In response to these statements, on November 22, 2010, the Office of the Special Rapporteur asked the State of Venezuela for information regarding, among other issues, the evidence that supports the President’s accusations against Guillermo Zuloaga, and whether any measures had been adopted against TV channel Globovisión. On November 24, 2010, the State of Venezuela responded and stated that "until now, no action has been taken against Globovisión, because each and every one of the constitutionally established branches of government are independent from one other, hence, the simple public statements made by the President are not orders with which other branches must abide". The State added that the statements made by the President were part of his freedom of expression.

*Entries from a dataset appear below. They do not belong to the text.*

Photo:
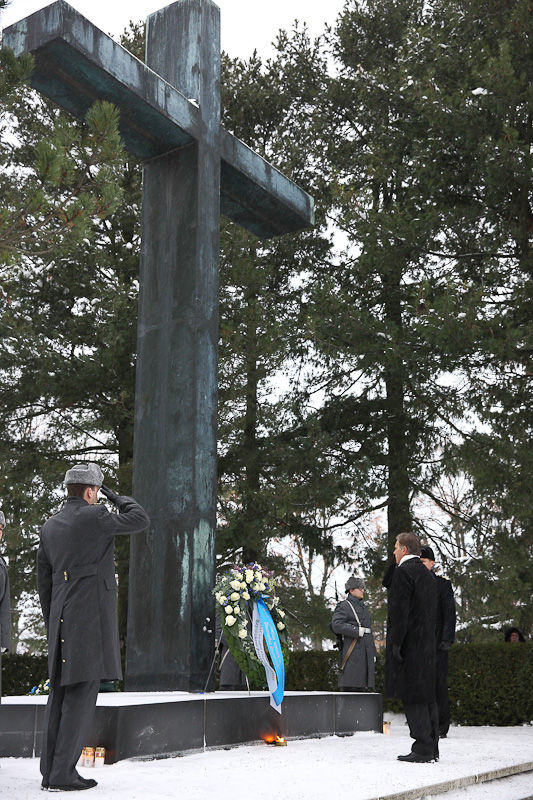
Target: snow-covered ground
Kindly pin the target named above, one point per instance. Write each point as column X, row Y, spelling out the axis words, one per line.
column 362, row 766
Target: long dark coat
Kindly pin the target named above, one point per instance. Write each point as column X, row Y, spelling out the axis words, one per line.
column 411, row 620
column 5, row 613
column 445, row 631
column 360, row 667
column 77, row 587
column 5, row 609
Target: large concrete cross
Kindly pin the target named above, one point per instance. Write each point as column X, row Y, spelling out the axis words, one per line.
column 193, row 170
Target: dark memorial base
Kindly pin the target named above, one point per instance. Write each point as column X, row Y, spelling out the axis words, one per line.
column 158, row 725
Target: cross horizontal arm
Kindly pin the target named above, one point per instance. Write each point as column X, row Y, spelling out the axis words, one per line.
column 77, row 64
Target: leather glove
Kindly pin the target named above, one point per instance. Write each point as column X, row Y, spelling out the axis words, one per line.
column 121, row 501
column 396, row 654
column 109, row 494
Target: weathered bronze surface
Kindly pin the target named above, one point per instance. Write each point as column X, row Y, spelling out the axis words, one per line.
column 193, row 171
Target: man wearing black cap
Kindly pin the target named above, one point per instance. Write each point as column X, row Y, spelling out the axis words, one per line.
column 78, row 594
column 351, row 620
column 5, row 609
column 444, row 638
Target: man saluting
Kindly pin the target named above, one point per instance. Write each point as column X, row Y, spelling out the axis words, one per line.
column 78, row 594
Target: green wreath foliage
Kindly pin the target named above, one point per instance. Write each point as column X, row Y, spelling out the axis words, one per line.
column 235, row 592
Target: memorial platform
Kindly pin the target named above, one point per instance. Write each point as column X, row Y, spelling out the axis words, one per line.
column 162, row 724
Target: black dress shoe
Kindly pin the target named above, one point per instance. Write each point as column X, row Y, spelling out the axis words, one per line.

On November 23, 2010, in a ceremony held in the Salón Elíptico of the National Assembly that was broadcast nationally on radio and television, the President, in reference to the need to "radicalize the revolution," said that the State could not remain quiet while Guillermo Zuloaga was going to the "Congress of the empire to attack Venezuela and still has a television channel here."
On December 3, 2010, a decision taken on November 16 was made public. According to that decision, the State could take control and administer a percentage of the shares of the company that owns the television channel Globovisión.
State intervention in a television channel whose editorial posture is uncomfortable for the State with the purpose of influencing its content is prohibited by Article 13 of the American Convention, which in subsection 3 states that "the right of expression may not be restricted by indirect methods or means, such as the abuse of government or private controls over newsprint, radio broadcasting frequencies, or equipment used in the dissemination of information, or by any other means tending to impede the communication and circulation of ideas and opinions."
Similarly, Principle 13 of the Declaration of Principles on Freedom of Expression of the Inter-American Commission on Human Rights sets out that the exercise of power by the state with the intent to put pressure on and punish social communicators and communications media "because of the opinions they express threaten[s] freedom of expression […]. The [communication media] have the right to carry out their role in an independent manner. Direct or indirect pressures exerted upon journalists or other social communicators to stifle the dissemination of information are incompatible with freedom of expression."
The Office of the Special Rapporteur calls upon the State of Venezuela to comply with the most stringent international standards regarding freedom of expression so as to fully ensure the right of the television channel Globovisión to exercise, without undue interference by the government or arbitrary pressure, the right to free expression as well as the right to integrity and personal security, to due process and to a fair and impartial trial of the station’s journalists and owners.